Profiling Python scripts(6): auto-orient
This is the fifth in a series of articles that covers analyzing and improving performance bottlenecks in Python scripts. The program calculix-orient is a helper program that automates the asignment of local coordinate systems for anisotropic finite elements. It is designed to work together with CalculiX.
A first analysis using pyinstrument was done to investigate which part of the program takes the most time.
All testing was done using the default Python version in use on FreeBSD, which was 3.11 at time of writing:
> python -m pyinstrument auto-orient.py -t top bot _ ._ __/__ _ _ _ _ _/_ Recorded: 09:05:37 Samples: 1048 /_//_/// /_\ / //_// / //_'/ // Duration: 1.107 CPU time: 1.107 / _/ v4.6.2 Program: pyinstrument/__main__.py auto-orient.py -t top bot 1.104 <module> auto-orient.py:1 └─ 1.091 main auto-orient.py:24 ├─ 0.888 read_allmsh auto-orient.py:115 │ ├─ 0.404 <listcomp> auto-orient.py:154 │ │ ├─ 0.357 to_element auto-orient.py:148 │ │ │ ├─ 0.158 [self] auto-orient.py │ │ │ ├─ 0.113 <genexpr> auto-orient.py:149 │ │ │ ├─ 0.071 <genexpr> auto-orient.py:152 │ │ │ └─ 0.015 str.split <built-in> │ │ ├─ 0.017 <genexpr> auto-orient.py:145 │ │ ├─ 0.015 [self] auto-orient.py │ │ └─ 0.015 <genexpr> auto-orient.py:146 │ ├─ 0.345 <listcomp> auto-orient.py:143 │ │ ├─ 0.262 to_node auto-orient.py:140 │ │ │ ├─ 0.160 [self] auto-orient.py │ │ │ └─ 0.102 <genexpr> auto-orient.py:141 │ │ ├─ 0.056 [self] auto-orient.py │ │ └─ 0.019 str.split <built-in> │ ├─ 0.058 <listcomp> auto-orient.py:126 │ │ ├─ 0.032 [self] auto-orient.py │ │ └─ 0.026 str.startswith <built-in> │ ├─ 0.046 <listcomp> auto-orient.py:125 │ │ ├─ 0.029 [self] auto-orient.py │ │ └─ 0.017 str.strip <built-in> │ └─ 0.032 [self] auto-orient.py ├─ 0.157 set_normals auto-orient.py:185 │ ├─ 0.053 isclose auto-orient.py:222 │ │ ├─ 0.023 [self] auto-orient.py │ │ └─ 0.018 dot auto-orient.py:260 │ ├─ 0.037 normalize auto-orient.py:297 │ │ ├─ 0.018 [self] auto-orient.py │ │ └─ 0.012 <genexpr> auto-orient.py:308 │ ├─ 0.028 [self] auto-orient.py │ └─ 0.025 <lambda> auto-orient.py:205 │ └─ 0.014 [self] auto-orient.py └─ 0.034 read_named_set auto-orient.py:158 ├─ 0.017 <listcomp> auto-orient.py:173 └─ 0.012 <listcomp> auto-orient.py:172 To view this report with different options, run: pyinstrument --load-prev 2024-07-14T09-05-37 [options]

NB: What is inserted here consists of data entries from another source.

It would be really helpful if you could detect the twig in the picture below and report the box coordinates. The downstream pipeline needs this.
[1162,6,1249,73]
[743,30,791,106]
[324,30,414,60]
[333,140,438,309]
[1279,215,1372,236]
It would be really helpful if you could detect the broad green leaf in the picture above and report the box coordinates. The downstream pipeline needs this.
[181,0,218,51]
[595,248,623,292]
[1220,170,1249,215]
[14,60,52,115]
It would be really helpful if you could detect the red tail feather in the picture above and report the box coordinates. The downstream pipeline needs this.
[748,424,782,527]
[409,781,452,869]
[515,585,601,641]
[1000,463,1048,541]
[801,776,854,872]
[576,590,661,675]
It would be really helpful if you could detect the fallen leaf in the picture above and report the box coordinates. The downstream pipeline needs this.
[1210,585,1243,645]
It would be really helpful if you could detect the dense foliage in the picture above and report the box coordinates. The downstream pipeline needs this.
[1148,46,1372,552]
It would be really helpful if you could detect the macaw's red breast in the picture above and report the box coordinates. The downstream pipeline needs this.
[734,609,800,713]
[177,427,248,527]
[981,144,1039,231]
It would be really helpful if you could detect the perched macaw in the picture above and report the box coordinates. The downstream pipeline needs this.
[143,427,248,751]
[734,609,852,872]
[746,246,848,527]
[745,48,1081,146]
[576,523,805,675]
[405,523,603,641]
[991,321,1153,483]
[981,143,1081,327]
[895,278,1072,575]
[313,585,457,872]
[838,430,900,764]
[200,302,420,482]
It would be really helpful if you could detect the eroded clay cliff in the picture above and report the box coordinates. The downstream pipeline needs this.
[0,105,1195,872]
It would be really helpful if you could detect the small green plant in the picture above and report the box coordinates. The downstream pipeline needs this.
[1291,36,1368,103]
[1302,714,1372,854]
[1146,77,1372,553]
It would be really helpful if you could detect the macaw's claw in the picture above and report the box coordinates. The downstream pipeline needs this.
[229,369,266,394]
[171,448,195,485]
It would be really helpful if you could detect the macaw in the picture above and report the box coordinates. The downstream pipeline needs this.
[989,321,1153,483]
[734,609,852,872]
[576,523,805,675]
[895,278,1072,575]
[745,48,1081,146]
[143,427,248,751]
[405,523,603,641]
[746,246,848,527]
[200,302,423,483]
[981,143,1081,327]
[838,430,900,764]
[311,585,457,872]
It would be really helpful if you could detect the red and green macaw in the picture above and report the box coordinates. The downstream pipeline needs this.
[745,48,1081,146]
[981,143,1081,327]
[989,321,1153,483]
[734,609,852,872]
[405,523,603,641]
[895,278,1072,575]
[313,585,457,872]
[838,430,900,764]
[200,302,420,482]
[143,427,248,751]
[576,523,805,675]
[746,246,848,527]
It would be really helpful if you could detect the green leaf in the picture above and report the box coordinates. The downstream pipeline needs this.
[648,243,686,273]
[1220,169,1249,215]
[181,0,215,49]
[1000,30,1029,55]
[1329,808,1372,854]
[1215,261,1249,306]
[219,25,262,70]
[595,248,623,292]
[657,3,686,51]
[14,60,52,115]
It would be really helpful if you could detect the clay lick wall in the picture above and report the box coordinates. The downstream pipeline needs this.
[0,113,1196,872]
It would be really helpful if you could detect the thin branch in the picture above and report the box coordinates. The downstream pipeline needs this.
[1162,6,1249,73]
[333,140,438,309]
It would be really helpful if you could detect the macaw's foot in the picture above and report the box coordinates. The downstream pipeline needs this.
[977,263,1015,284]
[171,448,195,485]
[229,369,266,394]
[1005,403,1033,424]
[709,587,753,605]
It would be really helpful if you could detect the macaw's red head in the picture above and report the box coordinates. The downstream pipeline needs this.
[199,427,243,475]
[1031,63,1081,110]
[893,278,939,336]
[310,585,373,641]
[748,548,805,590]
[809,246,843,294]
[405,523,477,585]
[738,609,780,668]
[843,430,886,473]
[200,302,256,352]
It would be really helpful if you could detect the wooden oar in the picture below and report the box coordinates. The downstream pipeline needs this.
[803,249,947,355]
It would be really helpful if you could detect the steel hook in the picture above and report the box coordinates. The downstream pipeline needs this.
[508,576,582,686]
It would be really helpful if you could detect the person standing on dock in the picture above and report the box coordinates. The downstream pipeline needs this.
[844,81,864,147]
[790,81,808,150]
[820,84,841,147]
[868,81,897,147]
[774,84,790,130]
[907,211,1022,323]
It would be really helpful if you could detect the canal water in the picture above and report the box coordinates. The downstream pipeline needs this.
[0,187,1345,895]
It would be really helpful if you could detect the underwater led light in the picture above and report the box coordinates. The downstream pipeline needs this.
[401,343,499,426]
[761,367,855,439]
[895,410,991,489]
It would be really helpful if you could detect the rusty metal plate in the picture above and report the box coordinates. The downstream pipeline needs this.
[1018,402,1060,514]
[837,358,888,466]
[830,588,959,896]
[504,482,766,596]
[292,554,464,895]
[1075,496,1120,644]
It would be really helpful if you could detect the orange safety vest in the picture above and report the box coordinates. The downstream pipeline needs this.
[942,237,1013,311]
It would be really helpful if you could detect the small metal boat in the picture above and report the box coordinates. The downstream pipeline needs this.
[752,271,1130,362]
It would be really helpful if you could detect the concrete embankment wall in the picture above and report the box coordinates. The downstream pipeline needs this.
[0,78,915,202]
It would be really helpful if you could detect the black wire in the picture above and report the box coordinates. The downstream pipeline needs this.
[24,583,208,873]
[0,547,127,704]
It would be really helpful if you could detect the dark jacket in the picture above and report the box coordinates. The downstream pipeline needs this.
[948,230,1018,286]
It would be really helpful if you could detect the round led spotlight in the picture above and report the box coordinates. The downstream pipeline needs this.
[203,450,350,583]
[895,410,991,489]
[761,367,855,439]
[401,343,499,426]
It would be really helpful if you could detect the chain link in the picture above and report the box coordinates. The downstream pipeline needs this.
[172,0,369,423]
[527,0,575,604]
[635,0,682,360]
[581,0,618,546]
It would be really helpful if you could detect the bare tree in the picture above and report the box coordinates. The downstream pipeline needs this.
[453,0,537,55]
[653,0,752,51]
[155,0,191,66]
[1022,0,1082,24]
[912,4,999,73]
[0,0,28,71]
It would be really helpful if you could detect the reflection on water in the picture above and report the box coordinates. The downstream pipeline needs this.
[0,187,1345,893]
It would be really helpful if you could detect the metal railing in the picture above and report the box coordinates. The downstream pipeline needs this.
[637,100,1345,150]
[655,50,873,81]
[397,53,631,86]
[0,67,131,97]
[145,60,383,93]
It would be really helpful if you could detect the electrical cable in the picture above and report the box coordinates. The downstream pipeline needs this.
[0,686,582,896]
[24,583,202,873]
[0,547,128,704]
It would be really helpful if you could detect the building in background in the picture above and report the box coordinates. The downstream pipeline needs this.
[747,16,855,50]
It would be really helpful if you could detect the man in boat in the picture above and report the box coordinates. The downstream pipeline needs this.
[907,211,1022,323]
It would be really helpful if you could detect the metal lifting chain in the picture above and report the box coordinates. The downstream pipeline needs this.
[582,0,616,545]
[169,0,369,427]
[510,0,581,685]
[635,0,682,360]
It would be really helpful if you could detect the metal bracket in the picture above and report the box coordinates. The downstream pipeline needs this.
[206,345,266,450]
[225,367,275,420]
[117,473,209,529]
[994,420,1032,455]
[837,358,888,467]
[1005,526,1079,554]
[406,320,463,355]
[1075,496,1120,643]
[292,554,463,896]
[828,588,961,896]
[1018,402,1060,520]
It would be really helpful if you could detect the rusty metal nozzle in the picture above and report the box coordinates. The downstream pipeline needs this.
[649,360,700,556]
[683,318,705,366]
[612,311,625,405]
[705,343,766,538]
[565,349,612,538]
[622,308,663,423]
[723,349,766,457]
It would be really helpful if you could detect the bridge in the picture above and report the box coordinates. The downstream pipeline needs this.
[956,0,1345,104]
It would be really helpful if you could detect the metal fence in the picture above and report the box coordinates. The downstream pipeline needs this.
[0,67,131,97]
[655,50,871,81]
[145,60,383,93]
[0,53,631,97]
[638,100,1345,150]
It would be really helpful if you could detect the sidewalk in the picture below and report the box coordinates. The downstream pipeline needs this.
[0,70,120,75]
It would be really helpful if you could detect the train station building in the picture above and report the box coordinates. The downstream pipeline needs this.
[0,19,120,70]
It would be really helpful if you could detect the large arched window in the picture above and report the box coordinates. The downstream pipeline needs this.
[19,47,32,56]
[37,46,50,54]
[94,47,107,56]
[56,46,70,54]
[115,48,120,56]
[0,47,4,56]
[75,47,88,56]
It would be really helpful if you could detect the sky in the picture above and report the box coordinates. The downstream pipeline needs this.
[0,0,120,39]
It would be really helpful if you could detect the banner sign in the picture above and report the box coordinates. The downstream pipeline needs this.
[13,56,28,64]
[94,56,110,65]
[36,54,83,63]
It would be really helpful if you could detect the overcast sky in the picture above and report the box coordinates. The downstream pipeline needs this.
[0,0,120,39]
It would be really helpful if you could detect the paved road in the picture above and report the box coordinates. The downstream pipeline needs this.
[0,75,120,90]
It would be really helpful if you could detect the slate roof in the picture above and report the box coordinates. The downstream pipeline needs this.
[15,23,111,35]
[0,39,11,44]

It is apparent that reading the mesh data by the function read_allmsh
takes most of the time.
That function contains two inner functions, to_node
and to_element
that are responsible for most of the time used.
This is because they are called many times inside list comprehensions.
def to_node(items):
return (int(items[0]), tuple(float(j) for j in items[1:]))
nodes = dict([to_node(ln.strip().split(",")) for ln in lines[ns:ne]])
starts = (ln for ln in lines[es:] if ln.endswith(","))
ends = (ln for ln in lines[es:] if not ln.endswith(","))
def to_element(s, e):
items = tuple(int(j) for j in s.split(",")[:-1]) + tuple(
int(j) for j in e.split(",")
)
return (items[0], tuple(nodes[k] for k in items[1:]))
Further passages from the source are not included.